Department of Laboratory Medicine, St. George Hospital (W.Y.A.); the Faculty of Health Sciences, Balamand University (H.T.); the Department of Internal Medicine, American University of Beirut (S.T.A.), Beirut; and the Diabetes Unit, Chronic Care Center (S.T.A.), Hazmieh, Lebanon

Address all correspondence and requests for reprints to: Dr. Wassim Y. Almawi, Molecular Biology Section, Department of Laboratory Medicine, St. George-Orthodox Hospital, P.O. Box 166378–6417, Beirut, Lebanon.

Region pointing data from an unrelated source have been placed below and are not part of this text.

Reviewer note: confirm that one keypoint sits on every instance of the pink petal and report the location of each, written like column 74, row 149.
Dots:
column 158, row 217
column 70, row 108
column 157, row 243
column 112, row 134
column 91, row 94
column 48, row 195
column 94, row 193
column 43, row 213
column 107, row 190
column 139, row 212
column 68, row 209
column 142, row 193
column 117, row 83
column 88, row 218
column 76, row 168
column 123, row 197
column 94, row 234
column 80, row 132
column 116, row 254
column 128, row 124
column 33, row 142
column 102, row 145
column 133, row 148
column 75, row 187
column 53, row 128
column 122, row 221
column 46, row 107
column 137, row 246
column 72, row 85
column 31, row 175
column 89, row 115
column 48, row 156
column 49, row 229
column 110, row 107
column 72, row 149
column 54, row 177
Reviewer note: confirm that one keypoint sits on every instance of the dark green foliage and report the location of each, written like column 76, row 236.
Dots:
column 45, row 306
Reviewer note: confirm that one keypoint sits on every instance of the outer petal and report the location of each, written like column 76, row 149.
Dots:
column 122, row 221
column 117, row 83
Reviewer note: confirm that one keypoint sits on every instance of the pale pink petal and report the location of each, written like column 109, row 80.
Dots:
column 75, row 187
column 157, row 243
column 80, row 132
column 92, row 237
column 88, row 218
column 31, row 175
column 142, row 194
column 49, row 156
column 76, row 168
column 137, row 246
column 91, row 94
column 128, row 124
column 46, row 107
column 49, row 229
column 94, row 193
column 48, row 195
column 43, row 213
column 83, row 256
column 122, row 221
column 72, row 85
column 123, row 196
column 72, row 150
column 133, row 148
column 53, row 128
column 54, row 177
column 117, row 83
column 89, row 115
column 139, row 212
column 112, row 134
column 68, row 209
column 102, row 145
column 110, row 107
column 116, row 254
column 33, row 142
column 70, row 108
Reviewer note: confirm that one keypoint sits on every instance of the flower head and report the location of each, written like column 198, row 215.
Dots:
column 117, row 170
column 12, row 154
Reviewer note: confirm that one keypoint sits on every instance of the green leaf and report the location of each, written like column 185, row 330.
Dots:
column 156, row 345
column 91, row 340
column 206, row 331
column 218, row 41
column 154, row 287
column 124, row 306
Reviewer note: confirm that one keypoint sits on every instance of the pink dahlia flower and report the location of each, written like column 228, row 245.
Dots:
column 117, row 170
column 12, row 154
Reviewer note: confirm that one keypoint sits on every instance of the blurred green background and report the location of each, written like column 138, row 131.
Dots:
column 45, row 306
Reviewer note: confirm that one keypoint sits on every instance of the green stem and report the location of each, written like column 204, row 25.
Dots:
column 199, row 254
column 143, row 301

Type I (insulin-dependent) diabetes mellitus (IDDM) is an autoimmune disease that results from the destruction of insulin-secreting pancreatic islet ß-cells by autoreactive cells and their mediators. Although its exact cause is not completely understood, it is well established that IDDM is associated with dysregulated humoral and cellular immunity, exemplified by altered production of and response to macrophage- and T cell-derived cytokines and a shift in T helper (Th) cell differentiation in favor of a pathogenic Th1 pathway. Th1 cytokines, including interleukin-2 and interferon-, induced islet ß-cell destruction directly by accelerating activation-induced cell death (apoptosis) and by up-regulating the expression of select adhesion molecules, Th1 cytokines facilitated the pancreatic homing of autoreactive leukocytes, hence enhancing ß-cell destruction. More recently, a role for Th2 cytokines in IDDM pathogenesis was described. Accordingly, local production of Th2 cytokines, in particular interleukin-10, accelerated ß-cell destruction by enhancing autoreactive cell infiltration of the pancreas (insulitis) through modulation of the release of other cytokines and by modulating the microvasculature. Whereas both Th1 and Th2 cytokines are present in peripheral T cells and in the pancreas in IDDM, the mechanism of action and the kinetics of a cell damage induced by Th1 and Th2 cytokines appeared to be distinct. Collectively, this supports the idea that IDDM is not an exclusive Th1-mediated disorder as was suggested, and that both Th1 and Th2 cells and their respective mediators participate and cooperate in inducing and sustaining pancreatic islet ß-cell destruction in IDDM.